コナラ林の林床と森林遷移

はじめに
 裸地が草原となり、草原が森林となり、その森林はアカマツなどの林が落葉広葉樹林となり、落葉樹から照葉樹林や針広混淆林となって、終局相に到達する。この定説に従って、林床を見ていくと、林床は草原の残存であったり、次代の森林の先駆であったり、林床の植生が森林の遷移を停滞させたりという関係がある。森林を構成する高木層が下層植生の生育条件を決定するだけでなく、林床の状態が将来の森林の姿を決定することが考えられる。

アカマツ林内の草原の残存
 すなわち、若いアカマツ林の下層はススキ草原の構成種が残存し、ススキ草原から遷移したアカマツ、広葉樹、潅木の混淆した低木林の構成種が見られる。アカマツ林の林床は、ススキ草原残存型から、潅木林型へと遷移する。目立つ植物から、ササユリ型からツツジ型への移行が考えられる。低木林からアカマツ林への遷移は、地形と土壌による立地によって、尾根などにアカマツが優占し、山腹、谷では、広葉樹が優占した森林に分かれるようである。南斜面にアカマツが優占し、北斜面に広葉樹が優占していると感じるのは私だけであろうか?

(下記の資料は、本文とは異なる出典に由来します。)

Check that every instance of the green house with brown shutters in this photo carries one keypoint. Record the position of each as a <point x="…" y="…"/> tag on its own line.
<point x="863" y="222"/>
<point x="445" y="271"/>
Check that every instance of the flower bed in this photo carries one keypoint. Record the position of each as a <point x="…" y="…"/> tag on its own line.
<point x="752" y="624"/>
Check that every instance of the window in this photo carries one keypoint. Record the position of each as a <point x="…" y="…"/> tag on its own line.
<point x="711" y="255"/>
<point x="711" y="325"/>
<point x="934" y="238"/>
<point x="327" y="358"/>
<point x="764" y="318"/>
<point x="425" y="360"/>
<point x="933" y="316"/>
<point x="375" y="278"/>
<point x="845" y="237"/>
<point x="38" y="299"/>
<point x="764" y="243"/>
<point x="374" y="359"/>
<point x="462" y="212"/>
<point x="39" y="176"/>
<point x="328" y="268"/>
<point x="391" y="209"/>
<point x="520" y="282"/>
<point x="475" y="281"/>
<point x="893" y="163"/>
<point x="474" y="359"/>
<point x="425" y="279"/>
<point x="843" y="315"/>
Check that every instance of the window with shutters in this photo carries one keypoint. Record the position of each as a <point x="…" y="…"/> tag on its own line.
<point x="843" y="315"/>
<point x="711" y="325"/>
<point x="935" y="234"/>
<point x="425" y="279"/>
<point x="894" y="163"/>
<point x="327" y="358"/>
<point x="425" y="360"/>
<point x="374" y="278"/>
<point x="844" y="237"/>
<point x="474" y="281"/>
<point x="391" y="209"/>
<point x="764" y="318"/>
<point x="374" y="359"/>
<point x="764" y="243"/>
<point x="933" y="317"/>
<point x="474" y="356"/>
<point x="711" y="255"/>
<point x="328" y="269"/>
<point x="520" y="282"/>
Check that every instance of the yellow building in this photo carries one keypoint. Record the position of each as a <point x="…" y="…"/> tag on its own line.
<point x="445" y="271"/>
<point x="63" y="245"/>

 やがて、アカマツの下層に次代の森林の構成種を含む低木層が形成され、アカマツ林から、コナラ林に移行する。しかし、アカマツが優占する森林、コナラが優占する森林が自然の遷移だけでできるかは、不明である。林床の植生利用のために、選択的な下刈りがなされた結果も反映しているかもしれない。下刈りは部分的に草原への退行として作用するだろう。閉鎖した林内の草原化は、ササなどの一様な植生の生育をもたらすことがある。

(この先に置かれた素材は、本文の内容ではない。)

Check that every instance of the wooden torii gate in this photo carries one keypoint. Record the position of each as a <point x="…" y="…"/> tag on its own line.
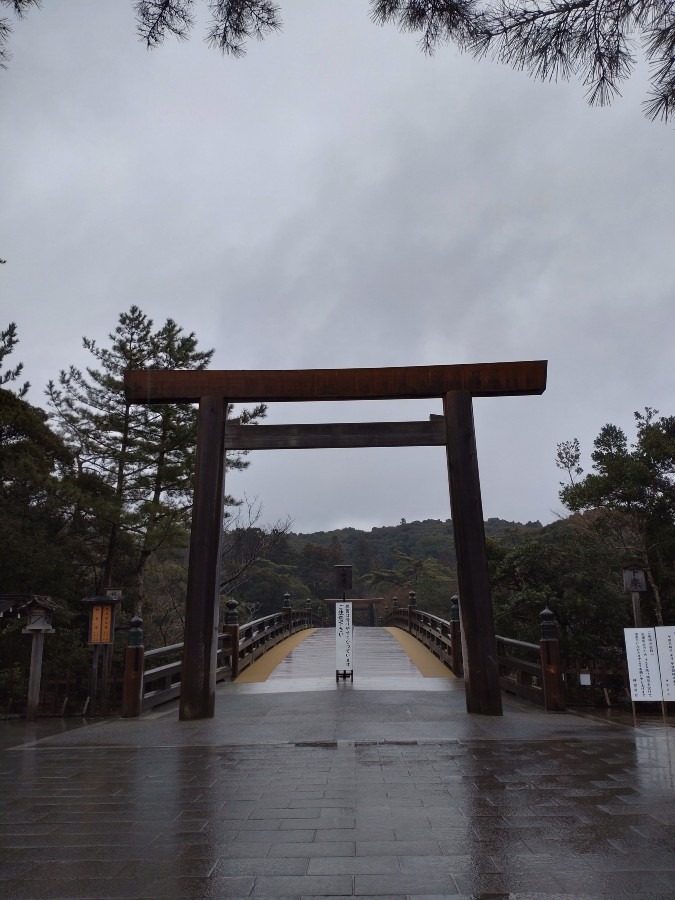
<point x="456" y="385"/>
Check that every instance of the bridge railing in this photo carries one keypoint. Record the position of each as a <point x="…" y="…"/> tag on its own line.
<point x="531" y="671"/>
<point x="155" y="675"/>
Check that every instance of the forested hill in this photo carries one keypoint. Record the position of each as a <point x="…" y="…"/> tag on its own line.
<point x="367" y="550"/>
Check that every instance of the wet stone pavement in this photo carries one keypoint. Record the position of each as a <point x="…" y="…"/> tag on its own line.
<point x="339" y="793"/>
<point x="555" y="819"/>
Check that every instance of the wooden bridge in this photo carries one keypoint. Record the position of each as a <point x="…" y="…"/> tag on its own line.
<point x="530" y="671"/>
<point x="301" y="786"/>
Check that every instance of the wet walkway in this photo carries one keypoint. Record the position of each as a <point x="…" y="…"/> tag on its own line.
<point x="340" y="792"/>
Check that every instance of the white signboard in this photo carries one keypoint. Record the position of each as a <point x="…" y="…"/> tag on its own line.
<point x="643" y="664"/>
<point x="344" y="638"/>
<point x="665" y="643"/>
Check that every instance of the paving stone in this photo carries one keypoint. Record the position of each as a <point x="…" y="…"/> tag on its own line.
<point x="314" y="849"/>
<point x="290" y="885"/>
<point x="530" y="807"/>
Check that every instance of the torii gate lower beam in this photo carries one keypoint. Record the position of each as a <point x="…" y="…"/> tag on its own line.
<point x="455" y="384"/>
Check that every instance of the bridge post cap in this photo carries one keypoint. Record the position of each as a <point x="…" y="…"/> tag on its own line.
<point x="135" y="632"/>
<point x="548" y="624"/>
<point x="231" y="616"/>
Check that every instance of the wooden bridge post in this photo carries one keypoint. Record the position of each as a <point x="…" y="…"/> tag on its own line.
<point x="481" y="672"/>
<point x="231" y="629"/>
<point x="134" y="665"/>
<point x="551" y="664"/>
<point x="198" y="684"/>
<point x="456" y="638"/>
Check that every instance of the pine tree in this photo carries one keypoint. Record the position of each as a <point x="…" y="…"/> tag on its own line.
<point x="145" y="454"/>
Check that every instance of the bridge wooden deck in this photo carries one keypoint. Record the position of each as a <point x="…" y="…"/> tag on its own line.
<point x="377" y="654"/>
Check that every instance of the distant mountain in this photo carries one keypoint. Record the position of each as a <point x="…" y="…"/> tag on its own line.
<point x="367" y="550"/>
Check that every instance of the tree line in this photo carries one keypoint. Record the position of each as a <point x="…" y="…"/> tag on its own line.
<point x="95" y="493"/>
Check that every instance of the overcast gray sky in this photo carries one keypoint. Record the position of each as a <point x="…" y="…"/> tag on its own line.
<point x="336" y="198"/>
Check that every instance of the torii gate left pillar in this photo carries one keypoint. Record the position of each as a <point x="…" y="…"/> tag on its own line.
<point x="456" y="385"/>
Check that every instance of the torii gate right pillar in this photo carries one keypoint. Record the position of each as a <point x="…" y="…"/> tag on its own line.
<point x="481" y="672"/>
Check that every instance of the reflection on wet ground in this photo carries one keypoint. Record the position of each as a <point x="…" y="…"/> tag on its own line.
<point x="339" y="793"/>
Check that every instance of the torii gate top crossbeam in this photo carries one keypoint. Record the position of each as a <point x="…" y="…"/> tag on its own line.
<point x="397" y="383"/>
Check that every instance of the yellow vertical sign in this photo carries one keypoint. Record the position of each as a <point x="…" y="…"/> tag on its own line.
<point x="96" y="620"/>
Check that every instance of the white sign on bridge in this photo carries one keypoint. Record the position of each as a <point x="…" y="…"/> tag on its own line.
<point x="665" y="644"/>
<point x="344" y="641"/>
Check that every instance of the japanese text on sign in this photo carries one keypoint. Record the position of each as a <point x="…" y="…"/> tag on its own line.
<point x="344" y="642"/>
<point x="665" y="645"/>
<point x="643" y="664"/>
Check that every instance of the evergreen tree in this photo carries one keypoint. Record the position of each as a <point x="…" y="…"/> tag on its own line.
<point x="144" y="454"/>
<point x="629" y="498"/>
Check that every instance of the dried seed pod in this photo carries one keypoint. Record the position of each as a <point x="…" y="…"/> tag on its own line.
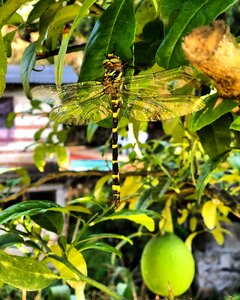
<point x="214" y="51"/>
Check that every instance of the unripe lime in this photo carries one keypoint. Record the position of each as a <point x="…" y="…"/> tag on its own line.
<point x="167" y="264"/>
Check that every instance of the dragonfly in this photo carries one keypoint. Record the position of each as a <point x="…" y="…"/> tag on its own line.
<point x="144" y="97"/>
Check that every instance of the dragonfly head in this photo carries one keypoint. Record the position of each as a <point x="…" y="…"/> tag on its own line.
<point x="113" y="66"/>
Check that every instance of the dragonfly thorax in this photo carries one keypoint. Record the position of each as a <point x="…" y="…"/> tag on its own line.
<point x="113" y="68"/>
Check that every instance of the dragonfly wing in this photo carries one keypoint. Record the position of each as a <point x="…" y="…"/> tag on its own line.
<point x="160" y="96"/>
<point x="77" y="104"/>
<point x="161" y="108"/>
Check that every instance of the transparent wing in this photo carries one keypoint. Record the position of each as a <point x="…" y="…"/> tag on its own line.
<point x="77" y="104"/>
<point x="160" y="96"/>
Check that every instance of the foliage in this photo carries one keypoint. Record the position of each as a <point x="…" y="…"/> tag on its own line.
<point x="184" y="181"/>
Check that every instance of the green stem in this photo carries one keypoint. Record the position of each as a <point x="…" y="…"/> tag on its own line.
<point x="87" y="279"/>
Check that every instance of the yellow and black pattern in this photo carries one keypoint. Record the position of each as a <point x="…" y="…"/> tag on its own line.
<point x="113" y="87"/>
<point x="149" y="97"/>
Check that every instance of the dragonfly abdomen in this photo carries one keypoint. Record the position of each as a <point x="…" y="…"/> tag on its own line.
<point x="113" y="86"/>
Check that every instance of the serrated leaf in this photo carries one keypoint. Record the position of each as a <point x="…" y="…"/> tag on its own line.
<point x="209" y="214"/>
<point x="139" y="217"/>
<point x="27" y="63"/>
<point x="25" y="272"/>
<point x="183" y="16"/>
<point x="31" y="207"/>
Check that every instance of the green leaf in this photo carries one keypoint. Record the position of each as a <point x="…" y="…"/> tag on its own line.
<point x="38" y="133"/>
<point x="27" y="208"/>
<point x="25" y="272"/>
<point x="50" y="220"/>
<point x="212" y="111"/>
<point x="10" y="119"/>
<point x="59" y="292"/>
<point x="77" y="259"/>
<point x="206" y="173"/>
<point x="38" y="9"/>
<point x="137" y="216"/>
<point x="62" y="156"/>
<point x="101" y="247"/>
<point x="7" y="40"/>
<point x="3" y="64"/>
<point x="46" y="18"/>
<point x="236" y="124"/>
<point x="145" y="13"/>
<point x="39" y="156"/>
<point x="216" y="137"/>
<point x="63" y="16"/>
<point x="16" y="19"/>
<point x="113" y="33"/>
<point x="91" y="129"/>
<point x="27" y="63"/>
<point x="209" y="214"/>
<point x="23" y="173"/>
<point x="10" y="239"/>
<point x="180" y="18"/>
<point x="108" y="236"/>
<point x="8" y="9"/>
<point x="63" y="49"/>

 アカマツ林の林床にアカマツの稚樹が生育するためには、上層木を相当疎開させなくてはならないだろうが、皆伐すればススキ草原がまず出現するだろう。アカマツ林が過密で共倒れ型であれば、早期に衰退し、競争して強弱によって疎開すれば、長命となるが、いずれ、老齢化して衰退する。そこで、アカマツ林は下層の樹林の高木類の森林に取って代わられ、アカマツ林の林床もより暗くなった林内の中では消失する。

コナラ林内の照葉樹林の先駆
 生駒山系のことであるが、コナラが優占してきた森林の林内は暗く、林床は腐食で覆われ、シダが点在する植生である。コナラの種子が豊富に供給されても、コナラの生育は難しいようである。林縁部では、ソヨゴ、ヒサカキが林床に密生し、落葉樹の進出を抑制している。ソヨゴ、ヒサカキは恒葉樹であるが、それが照葉樹林への先駆であるかは、わからない。シイ、カシ類の照葉樹林の高木類の進出は顕著には見られない。母樹からの種子の供給がないためであろうか?あるいは、コナラの樹冠の閉鎖によるものであろうか?コナラ林にギャップが生じた時に、照葉樹林への移行がすすむのであろうか?
暗いコナラ林の林床
 林床が、裸地状態のコナラの間伐は、ソヨゴなどの繁茂をもたらすだけとなるかもしれず、ソヨゴの繁茂を除伐などで、疎開させ、照葉樹林の導入などの段階的に対処する必要があるかもしれない。また、照葉樹林ではなく、落葉樹林への回復、コナラ林の更新も考えられるかもしれない。